Having poorly insulated homes is not the only reason why some people are paying too much for their energy use.
New research from think tank ippr finds that people who use the same amount of energy and live in the same area are paying vastly different amounts for their energy because of the way they pay their bills.
They are calling for regulator Ofgem to clamp down on anti-competitive practices in the energy market.
Those who are on a ‘standard credit account’ (paying for their energy use in arrears) and are very unlikely to switch tariff or supplier, are most likely to be paying over the odds.
With more than 60% of all households having never switched energy supplier and 34% being on standard credit accounts, over five million may be being overcharged.

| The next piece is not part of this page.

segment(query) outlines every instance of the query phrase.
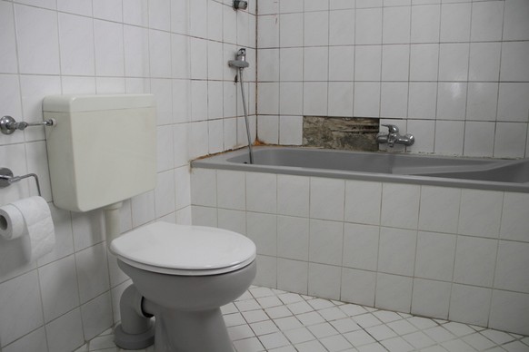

IPPR tested tariffs for British Gas, EDF, E.ON, Npower, Scottish Power and SSE for three different payment types using a price comparison website for properties in London, Sheffield, Dumfries in Scotland and Aberystwyth in Wales.
Across each, Scottish Power was found to consistently offer the greatest differential between their standard and cheapest tariff at over ￡330.
The difference was greatest in Sheffield at ￡339 and second greatest in London at ￡333.
Npower offered the second largest differential between these tariffs of up to ￡315. E.ON was ￡229.
Whilst British Gas, SSE and EDF all offered much smaller differentials of up to ￡126, ￡100 and ￡86 respectively, as a whole, the difference in the tariffs offered could not be justified solely by the cost of different payment methods.
Those who are vulnerable or on low incomes are overrepresented among the group at risk of being overcharged.
Nick Pearce, IPPR Director, said: “The loss-leading by some suppliers is limiting competition in the energy market by making it harder for small suppliers and new entrants to compete."